Social media used to feel like a way to stay in touch. Now it often feels like a scoreboard. Instead of sharing moments, many people feel they have to present a version of themselves. The perfect ride in the canyon. The flawless ski day photo. The photogenic hike. The well edited family picture. None of this is bad on its own. The trouble starts when it changes how we think about our own lives.
You do not have to be a teenager to feel it. Adults compare themselves online just as often. Someone else seems to travel more. Someone else is in better shape. Someone else’s family looks happier. Someone else appears to be doing more with the same twenty-four hours. The longer you scroll, the more it can feel like everyone else is measuring up while you are falling behind.
In a state that values personal responsibility, achievement, and strong family life, the pressure to look successful can easily become overwhelming. People do not talk about it much, but the feeling is real. I have met people who run businesses, raise kids, volunteer in the community, help aging parents, and still describe themselves as “not doing enough.” That belief rarely comes from reality. It comes from comparison.
Social media intensifies that comparison by showing us a curated world. Filters remove flaws. Captions rewrite stories. Photos capture only the best angle from a carefully chosen moment. When people compare themselves to that, they are comparing real life to a highlight reel. Nobody wins that comparison.
And the impact on young people is even stronger. Utah teens are not comparing themselves only to classmates. They are comparing themselves to millions of strangers. No matter how well they perform in school, sports, or activities, there is always someone online who seems better. That can erode confidence before adulthood even begins.
Ogden and the surrounding communities understand the value of face to face life. Local festivals, school events, sports, service projects, and family gatherings remind us that real relationships do not come from a screen. The challenge now is to make sure those relationships stay stronger than the pressure to perform.
We do not need to reject technology to do that. We just need to place it in the right context. Social media should be a small part of life, not the filter through which we judge the entire thing.

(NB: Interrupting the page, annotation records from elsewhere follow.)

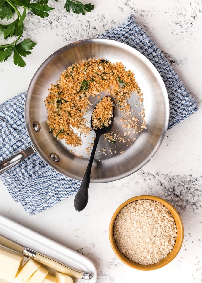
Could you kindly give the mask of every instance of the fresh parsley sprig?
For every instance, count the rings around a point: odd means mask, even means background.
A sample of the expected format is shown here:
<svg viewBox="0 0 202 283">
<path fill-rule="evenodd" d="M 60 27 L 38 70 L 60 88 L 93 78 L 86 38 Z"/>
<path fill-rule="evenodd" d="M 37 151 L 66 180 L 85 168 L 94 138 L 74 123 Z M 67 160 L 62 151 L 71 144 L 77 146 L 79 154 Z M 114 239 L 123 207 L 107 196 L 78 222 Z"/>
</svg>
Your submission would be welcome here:
<svg viewBox="0 0 202 283">
<path fill-rule="evenodd" d="M 71 9 L 73 13 L 81 13 L 83 15 L 85 15 L 86 11 L 90 12 L 94 7 L 91 3 L 84 5 L 77 0 L 67 0 L 64 5 L 64 8 L 68 12 L 69 12 Z"/>
<path fill-rule="evenodd" d="M 54 9 L 47 5 L 49 1 L 33 0 L 31 2 L 31 0 L 0 0 L 0 20 L 6 19 L 8 21 L 15 18 L 12 22 L 7 24 L 1 24 L 0 21 L 0 36 L 2 35 L 5 40 L 13 37 L 15 38 L 11 43 L 0 46 L 0 62 L 5 62 L 13 54 L 15 65 L 20 67 L 26 66 L 23 57 L 31 54 L 30 51 L 36 45 L 28 39 L 20 42 L 27 11 L 31 11 L 37 16 L 44 18 L 49 15 L 49 12 Z M 57 2 L 58 0 L 55 1 Z M 71 10 L 73 13 L 84 15 L 86 11 L 91 12 L 94 7 L 91 3 L 84 5 L 77 0 L 66 0 L 64 8 L 68 12 Z M 22 12 L 20 12 L 20 10 Z"/>
</svg>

People here can model that. Parents can talk openly with their kids about what is real and what is staged. Adults can remind themselves that a day spent doing ordinary things, such as working, helping, listening, showing up, matters more than any online post. Families can decide when to put phones down so they can focus on the moment instead of the camera.

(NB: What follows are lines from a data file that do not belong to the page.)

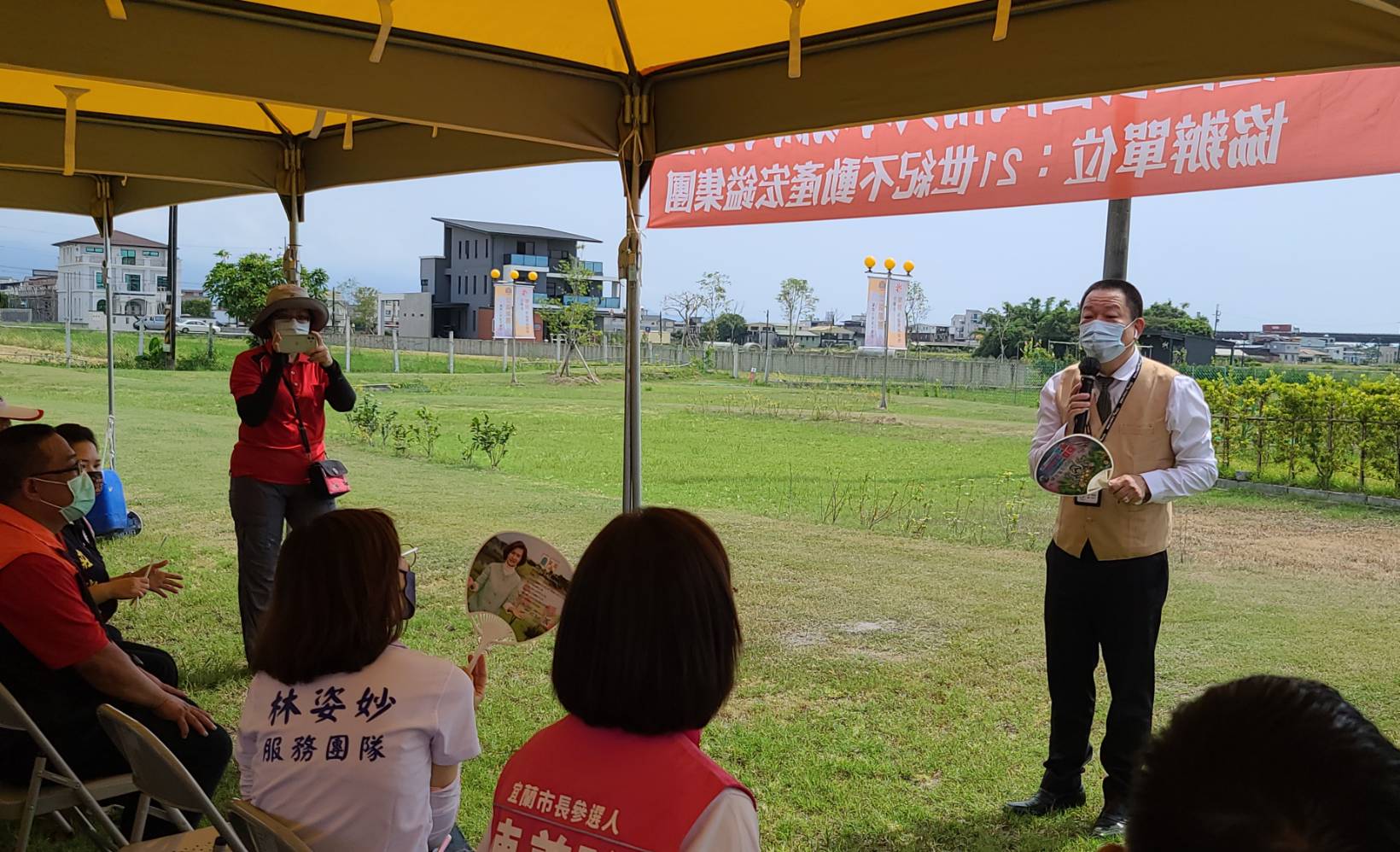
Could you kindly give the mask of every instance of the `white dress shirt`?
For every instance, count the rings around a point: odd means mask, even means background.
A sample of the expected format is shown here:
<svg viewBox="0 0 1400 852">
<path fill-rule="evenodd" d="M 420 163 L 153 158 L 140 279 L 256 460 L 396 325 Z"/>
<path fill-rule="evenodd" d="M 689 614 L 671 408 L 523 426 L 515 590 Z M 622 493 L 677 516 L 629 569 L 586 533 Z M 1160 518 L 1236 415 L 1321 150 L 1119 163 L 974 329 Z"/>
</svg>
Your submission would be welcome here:
<svg viewBox="0 0 1400 852">
<path fill-rule="evenodd" d="M 1141 362 L 1142 354 L 1134 350 L 1133 357 L 1113 374 L 1109 400 L 1114 406 L 1123 399 L 1128 379 Z M 1056 404 L 1063 375 L 1064 371 L 1060 371 L 1050 376 L 1040 390 L 1040 420 L 1030 439 L 1030 476 L 1035 476 L 1036 463 L 1040 462 L 1040 453 L 1046 446 L 1063 438 L 1068 429 L 1068 424 L 1060 420 L 1060 407 Z M 1172 379 L 1172 388 L 1166 395 L 1166 429 L 1172 434 L 1176 467 L 1140 474 L 1152 492 L 1149 502 L 1169 502 L 1179 497 L 1210 491 L 1219 473 L 1215 464 L 1215 446 L 1211 443 L 1211 410 L 1201 395 L 1201 386 L 1191 376 L 1179 375 Z"/>
</svg>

Northern Utah is at its best when people feel comfortable living real, imperfect lives. That is what makes communities strong. That is what helps kids grow up confident. And that is what protects families from the quiet pressure that comparison creates.
The outdoors, the neighborhoods, the schools, the churches, the rec centers, the parks. These are the places where real life happens. Comparison culture cannot compete with that unless we let it.
Utah can be a place where people are present instead of performing. If we choose that, we can protect something valuable for ourselves and for the next generation.
Jay Werther lives in Park City and writes about culture, community, and mental health.